The target is set as China still faces an "extremely complex situation for development" this year, and some long-term and short-term problems in the country's economic activities are intertwined, Wen said, noting that the world economy will continue to recover slowly, but the foundation for recovery is not solid.

"We need to correctly judge the situation, keep our heads clear, be more mindful of potential dangers, and be prepared to respond to risks," the premier said at the opening of the fourth session of the 11th National People's Congress (NPC), China's top legislature.

"Our main purpose is to create a good environment for transforming the pattern of economic development, and to guide all sectors to focus their work on accelerating economic restructuring and raising the quality and results of development as well as on increasing employment, improving the people's well-being and promoting social harmony," Wen said.

With an aim of significantly improving the quality and efficiency of economic growth, China has lowered annual GDP growth target during 2011-2015 period to seven percent, the lowest in the past 30 years, according to the draft 12th Five-Year Plan (2011-2015) submitted to the parliamentary session for reviewing.

"The government has set a clear mind that, in present China, more reasonable economic structure and higher living standard for people matters more than faster speed," said Zhuang Jian, an economist with Asian Development Bank.

Although this year's 8 percent target is higher than the five-year goal, Zhuang said it is unrealistic for the government to sharply scale down the growth from an average of 11.2 percent over the past five years.

As GDP sizzles along, inflation is alarming in China after two years of loose monetary expansion and is worsened by imported liquidity from the U.S. quantitative easing policy. The government has raised inflation target to around four percent in 2011 from last year's three percent, according to Wen's report.

"We need to maintain continuity and stability in our macroeconomic policies; make them more targeted, flexible and effective; correctly strike a balance between maintaining steady yet rapid economic development, restructuring the economy and managing inflation expectations; pay more attention to maintaining overall price stability; and prevent large economic fluctuations," Wen said.

He reaffirmed that China will continue to implement a proactive fiscal policy and prudent monetary policy in 2011.

China's economy grew 10.3 percent last year, up from 9.2 percent in 2009, consolidating its recovery from the global financial crisis. But the buoyant growth also underscored fears of overheating and unbalanced mode of excessive reliance on investment and export other than domestic consumer spending.

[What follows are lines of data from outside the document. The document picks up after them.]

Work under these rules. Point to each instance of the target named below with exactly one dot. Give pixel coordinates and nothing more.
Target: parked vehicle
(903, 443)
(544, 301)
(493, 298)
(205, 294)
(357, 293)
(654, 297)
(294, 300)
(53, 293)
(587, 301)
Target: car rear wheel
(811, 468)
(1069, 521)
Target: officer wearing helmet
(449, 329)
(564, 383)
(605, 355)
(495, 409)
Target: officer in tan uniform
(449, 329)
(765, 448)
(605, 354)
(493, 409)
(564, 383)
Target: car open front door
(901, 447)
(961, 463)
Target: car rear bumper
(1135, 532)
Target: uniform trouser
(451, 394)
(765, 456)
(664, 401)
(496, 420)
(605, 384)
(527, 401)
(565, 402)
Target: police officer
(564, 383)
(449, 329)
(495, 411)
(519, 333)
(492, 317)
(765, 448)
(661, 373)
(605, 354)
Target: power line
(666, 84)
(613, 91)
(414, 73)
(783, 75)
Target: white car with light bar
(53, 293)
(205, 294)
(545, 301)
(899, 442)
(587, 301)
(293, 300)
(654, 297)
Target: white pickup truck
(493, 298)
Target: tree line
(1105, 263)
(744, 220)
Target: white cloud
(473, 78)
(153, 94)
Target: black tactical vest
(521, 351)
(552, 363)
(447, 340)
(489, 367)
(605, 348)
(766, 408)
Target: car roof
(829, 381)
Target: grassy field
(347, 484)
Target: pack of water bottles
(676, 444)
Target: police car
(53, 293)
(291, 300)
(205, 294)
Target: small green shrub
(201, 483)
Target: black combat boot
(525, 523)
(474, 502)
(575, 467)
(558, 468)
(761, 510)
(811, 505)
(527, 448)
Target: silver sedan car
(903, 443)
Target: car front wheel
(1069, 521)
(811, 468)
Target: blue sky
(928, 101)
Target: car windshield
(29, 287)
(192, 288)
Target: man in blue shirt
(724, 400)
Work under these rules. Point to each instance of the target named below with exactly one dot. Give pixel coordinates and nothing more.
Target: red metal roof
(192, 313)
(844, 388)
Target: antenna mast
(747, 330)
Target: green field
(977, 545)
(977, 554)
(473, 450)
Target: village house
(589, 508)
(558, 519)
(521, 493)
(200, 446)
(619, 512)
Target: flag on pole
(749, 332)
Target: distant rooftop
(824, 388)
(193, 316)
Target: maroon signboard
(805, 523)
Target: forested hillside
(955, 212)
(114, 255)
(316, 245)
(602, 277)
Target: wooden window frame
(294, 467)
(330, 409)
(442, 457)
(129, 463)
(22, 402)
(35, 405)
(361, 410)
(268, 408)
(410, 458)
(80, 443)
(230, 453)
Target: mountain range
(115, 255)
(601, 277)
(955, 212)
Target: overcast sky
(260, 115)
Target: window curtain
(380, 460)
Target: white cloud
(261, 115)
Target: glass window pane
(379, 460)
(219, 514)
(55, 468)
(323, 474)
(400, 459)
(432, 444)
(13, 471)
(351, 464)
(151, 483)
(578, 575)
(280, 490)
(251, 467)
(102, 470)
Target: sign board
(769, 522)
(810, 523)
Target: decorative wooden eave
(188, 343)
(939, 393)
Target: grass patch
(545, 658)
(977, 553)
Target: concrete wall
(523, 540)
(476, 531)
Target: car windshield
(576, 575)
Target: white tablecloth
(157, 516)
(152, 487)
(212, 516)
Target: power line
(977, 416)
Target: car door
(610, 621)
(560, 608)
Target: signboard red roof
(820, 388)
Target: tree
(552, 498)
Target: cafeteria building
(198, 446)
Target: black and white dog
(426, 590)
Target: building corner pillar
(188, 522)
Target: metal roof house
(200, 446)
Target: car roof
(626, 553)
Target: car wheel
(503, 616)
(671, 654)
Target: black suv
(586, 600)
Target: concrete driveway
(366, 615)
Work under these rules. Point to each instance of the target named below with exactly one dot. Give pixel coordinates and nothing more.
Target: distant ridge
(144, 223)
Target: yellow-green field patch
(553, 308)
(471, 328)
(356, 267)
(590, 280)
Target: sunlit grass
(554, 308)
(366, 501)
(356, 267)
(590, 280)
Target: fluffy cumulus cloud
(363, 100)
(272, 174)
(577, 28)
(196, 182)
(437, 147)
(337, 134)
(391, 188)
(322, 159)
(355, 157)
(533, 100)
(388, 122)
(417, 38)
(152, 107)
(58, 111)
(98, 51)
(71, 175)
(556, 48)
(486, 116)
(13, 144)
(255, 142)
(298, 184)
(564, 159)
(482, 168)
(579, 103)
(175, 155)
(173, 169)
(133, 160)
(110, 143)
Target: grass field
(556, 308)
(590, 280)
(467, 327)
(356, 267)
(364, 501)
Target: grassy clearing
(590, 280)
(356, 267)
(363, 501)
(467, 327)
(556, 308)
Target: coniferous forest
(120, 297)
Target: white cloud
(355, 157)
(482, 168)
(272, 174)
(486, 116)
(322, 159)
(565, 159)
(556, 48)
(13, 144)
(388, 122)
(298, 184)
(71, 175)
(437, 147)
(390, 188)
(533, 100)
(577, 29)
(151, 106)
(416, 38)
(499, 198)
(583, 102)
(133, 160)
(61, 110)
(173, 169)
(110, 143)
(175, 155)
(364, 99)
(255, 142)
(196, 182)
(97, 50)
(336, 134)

"Expanding domestic demand is a long-term strategic principle and basic standpoint of China's economic development," Wen said.

To alter the current "unbalanced, uncoordinated and unsustainable" system, the Five-Year Plan said China will further dig out domestic potential to make the economy more coordinately driven by investment, export and domestic demand.

The Chinese authorities also vow to bridge the wealth gap by allowing residents' income increase in accordance with economic growth and accelerating the formation of a reasonable income distribution system, reads the draft plan.

The country aims to increase the disposable income of urban and rural residents by at least seven percent a year during 2010-2015 period, the same rate as the GDP growth target.

"It is not an easy job," Zhuang said. "It needs government's stronger resolution and courage to push forward the reform to make income increase at the same pace with that of the economic growth."